Furthermore, you should never want to keep the air on one spot for very long. Gently move the hairdryer back and forth to prevent any area from getting too hot.
In addition, pause every few minutes to ensure your hamster doesn’t overheat. I would suggest you wait every one-two minute. You can keep going until your hamster is dry and fluffy.
What Happens If A Hamster Goes Into Water?
Although it is true that water is not quite as dangerous to hamsters as most owners make it out to be, there can be some real consequences if your hamster is soaked through, especially for long periods.
Once your hamster gets itself wet, it’s fur retains moisture and does not dry very quickly. Similiarly, if they are completely soaked completely, they will stay wet for a very long time.
The health concerns associated with a wet hamster include:
- Hypothermia: The major risk with wet hamsters is their chance of getting hypothermia. Because they don’t dry very quickly, the hamster’s body temperature can easily fall below healthy levels and leave them in a dangerous situation.
- Skin irritation: Hamsters have a delicate skin. When hamsters have their fur wet, it might have severe skin irritation that could even lead to an infection. When wet, your hamster’s skin is also so delicate that it can tear more easily. A small cut can turn into a large wound very quickly.
- Respiratory infection: If your hamster inhales the water, there is potential risk for a respiratory disease. Look for signs of swelling or redness around the ears or wheezing or sneezing.
- Attracting parasites: Fur wet for long periods can attract bugs that lay their eggs in moist places. This could cause something like a flystrike, which can be life threatening for your hamster.
- Injuries: In general, hamsters do not like water. Therefore, they are prone to panic when placed in a bath or body of water. When this happens, they might kick or jump around without paying attention to their environment. They can cause injury to themselves in their rush to get away from the water.
- Shock: Although it is technically possible for any hamster to go into shock when they get wet, it would only happen if your hamster is highly skittish or the water is freezing cold.
If your pet hamster is experiencing any of the above symptoms, then it is important to contact your vet as soon as possible.
Can I Give My Hamster A Bath?
Although hamsters need a bath, not a water bath.
Water can make your little friend catch a cold. Hamsters are sensitive creatures. It may also be life-threatening if they get wet very frequently.

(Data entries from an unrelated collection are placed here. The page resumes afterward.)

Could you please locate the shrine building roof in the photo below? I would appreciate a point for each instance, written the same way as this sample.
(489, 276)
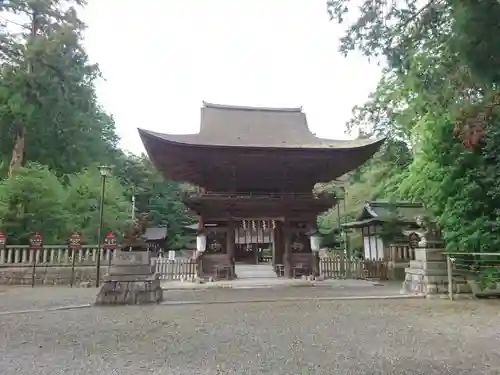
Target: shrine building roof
(266, 149)
(258, 127)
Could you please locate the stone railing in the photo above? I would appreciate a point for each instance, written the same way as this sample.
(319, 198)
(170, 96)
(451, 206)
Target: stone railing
(57, 255)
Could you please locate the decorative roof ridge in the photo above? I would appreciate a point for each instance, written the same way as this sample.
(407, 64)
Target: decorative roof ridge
(249, 108)
(399, 204)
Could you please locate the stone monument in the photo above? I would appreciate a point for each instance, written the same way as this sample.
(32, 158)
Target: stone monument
(428, 274)
(131, 279)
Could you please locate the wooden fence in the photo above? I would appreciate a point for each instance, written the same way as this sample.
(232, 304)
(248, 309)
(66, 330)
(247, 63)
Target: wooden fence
(60, 255)
(340, 268)
(179, 269)
(55, 255)
(330, 268)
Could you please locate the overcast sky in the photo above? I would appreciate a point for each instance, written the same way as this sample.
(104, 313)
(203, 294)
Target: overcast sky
(162, 58)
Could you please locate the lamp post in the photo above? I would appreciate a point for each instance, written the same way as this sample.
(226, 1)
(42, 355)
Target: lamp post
(104, 170)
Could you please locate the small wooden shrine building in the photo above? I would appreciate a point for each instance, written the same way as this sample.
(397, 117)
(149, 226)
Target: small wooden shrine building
(255, 169)
(373, 222)
(156, 238)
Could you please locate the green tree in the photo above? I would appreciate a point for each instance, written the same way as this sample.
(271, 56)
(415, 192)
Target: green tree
(439, 95)
(83, 203)
(32, 201)
(48, 102)
(158, 197)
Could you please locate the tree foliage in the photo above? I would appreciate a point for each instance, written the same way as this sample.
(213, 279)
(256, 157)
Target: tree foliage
(47, 89)
(439, 96)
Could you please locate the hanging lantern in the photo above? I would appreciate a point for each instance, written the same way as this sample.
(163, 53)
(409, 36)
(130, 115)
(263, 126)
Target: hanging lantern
(315, 240)
(201, 242)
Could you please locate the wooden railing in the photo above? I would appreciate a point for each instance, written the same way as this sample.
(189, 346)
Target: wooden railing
(401, 253)
(339, 268)
(15, 256)
(252, 195)
(179, 269)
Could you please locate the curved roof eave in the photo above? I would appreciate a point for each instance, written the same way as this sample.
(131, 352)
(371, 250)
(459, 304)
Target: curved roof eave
(193, 140)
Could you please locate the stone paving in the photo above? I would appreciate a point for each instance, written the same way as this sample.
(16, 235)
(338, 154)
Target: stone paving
(286, 337)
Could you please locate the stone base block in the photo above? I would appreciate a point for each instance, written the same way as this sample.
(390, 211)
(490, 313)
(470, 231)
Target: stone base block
(418, 283)
(130, 292)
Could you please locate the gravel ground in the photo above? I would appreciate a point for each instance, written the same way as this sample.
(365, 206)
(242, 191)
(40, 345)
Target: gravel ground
(27, 298)
(339, 337)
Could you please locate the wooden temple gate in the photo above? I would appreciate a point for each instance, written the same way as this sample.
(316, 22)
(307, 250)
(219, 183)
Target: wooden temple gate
(254, 170)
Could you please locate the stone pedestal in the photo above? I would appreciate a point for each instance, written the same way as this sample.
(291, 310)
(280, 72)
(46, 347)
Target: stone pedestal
(131, 280)
(428, 274)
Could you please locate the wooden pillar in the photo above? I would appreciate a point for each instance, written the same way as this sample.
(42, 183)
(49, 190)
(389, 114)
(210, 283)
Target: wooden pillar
(230, 244)
(287, 239)
(199, 255)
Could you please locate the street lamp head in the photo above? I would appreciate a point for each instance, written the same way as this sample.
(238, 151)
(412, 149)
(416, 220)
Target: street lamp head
(104, 170)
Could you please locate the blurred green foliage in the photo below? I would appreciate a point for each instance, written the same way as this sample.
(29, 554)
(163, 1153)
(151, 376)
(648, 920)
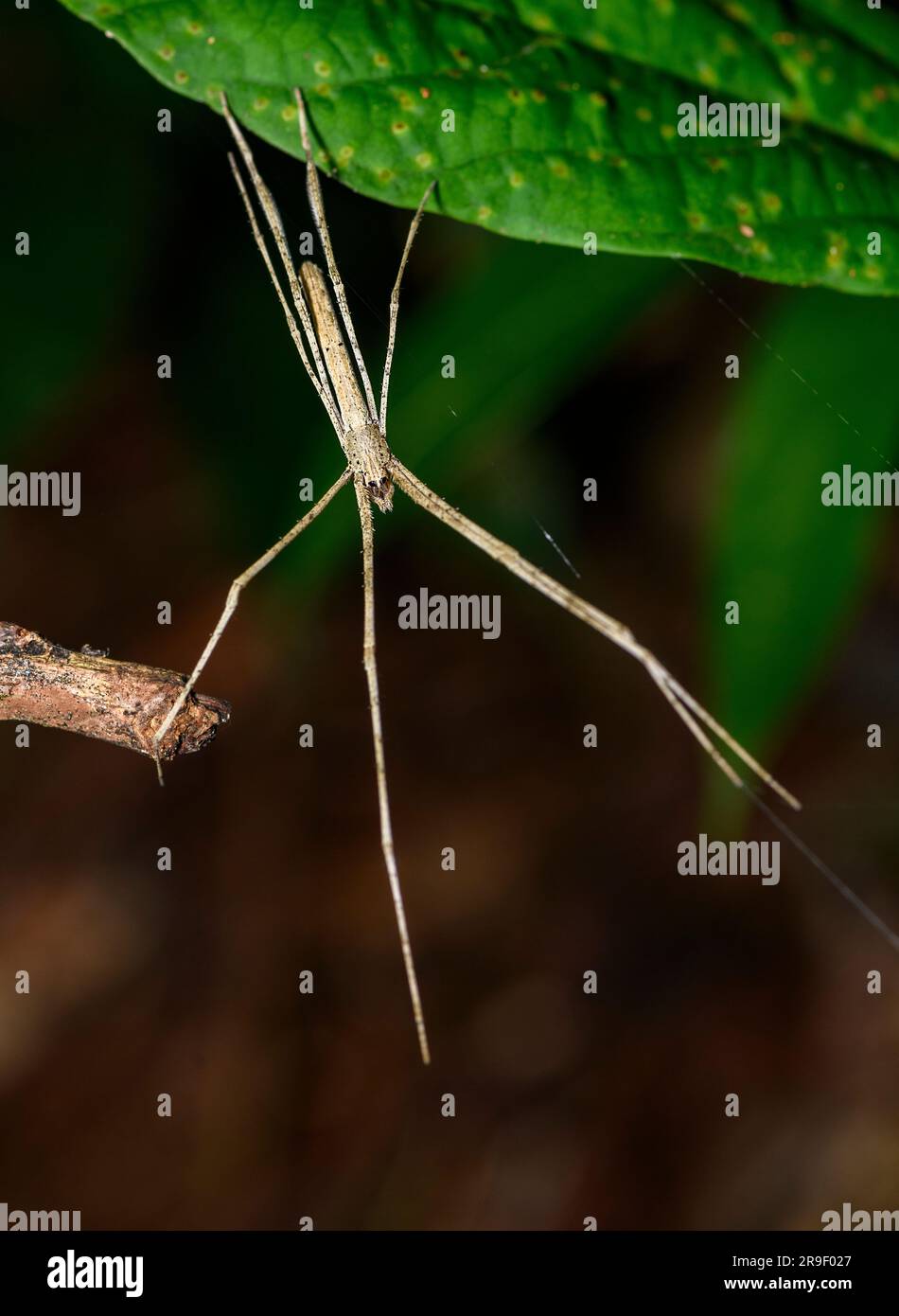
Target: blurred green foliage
(566, 116)
(817, 392)
(121, 215)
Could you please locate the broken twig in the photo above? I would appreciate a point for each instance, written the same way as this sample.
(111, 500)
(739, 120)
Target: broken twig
(123, 702)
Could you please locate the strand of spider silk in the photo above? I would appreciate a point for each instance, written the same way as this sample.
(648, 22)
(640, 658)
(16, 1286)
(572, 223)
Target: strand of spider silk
(817, 863)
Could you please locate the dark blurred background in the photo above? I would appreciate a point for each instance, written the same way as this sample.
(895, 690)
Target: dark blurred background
(185, 982)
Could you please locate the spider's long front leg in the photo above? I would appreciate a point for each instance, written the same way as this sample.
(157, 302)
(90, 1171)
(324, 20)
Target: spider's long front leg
(231, 604)
(684, 705)
(370, 661)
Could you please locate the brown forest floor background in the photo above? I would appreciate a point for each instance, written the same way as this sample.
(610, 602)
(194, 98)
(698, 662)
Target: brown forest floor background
(287, 1106)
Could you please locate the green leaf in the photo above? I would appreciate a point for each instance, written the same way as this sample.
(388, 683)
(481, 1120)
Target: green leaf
(797, 569)
(566, 118)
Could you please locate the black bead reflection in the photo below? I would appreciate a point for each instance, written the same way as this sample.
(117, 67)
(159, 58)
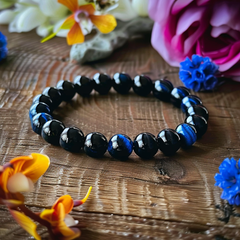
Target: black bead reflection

Also, water can destroy the coat of essential oil and molecules present in a hamster’s fur.
It is always better to give your hamster a sand bath. A sand bath will cause no potential harm to your hamster.
It is advisable not to use water to bathe your hamster unless it is urgent.
Hamsters, in the wild, even use sand baths to keep themself hygienic and clean.
Sand Baths help to keep the fur of your hamster smooth and soft. Also, help to evenly distribute the natural oil present in the hamster’s skin.
The dried poop stuck in your hamster’s fur is also shed once they take a sand bath. Sand baths also help to remove all the dirt and debris from their skin.
Sand Baths are also known to be fun and relaxing for hamsters.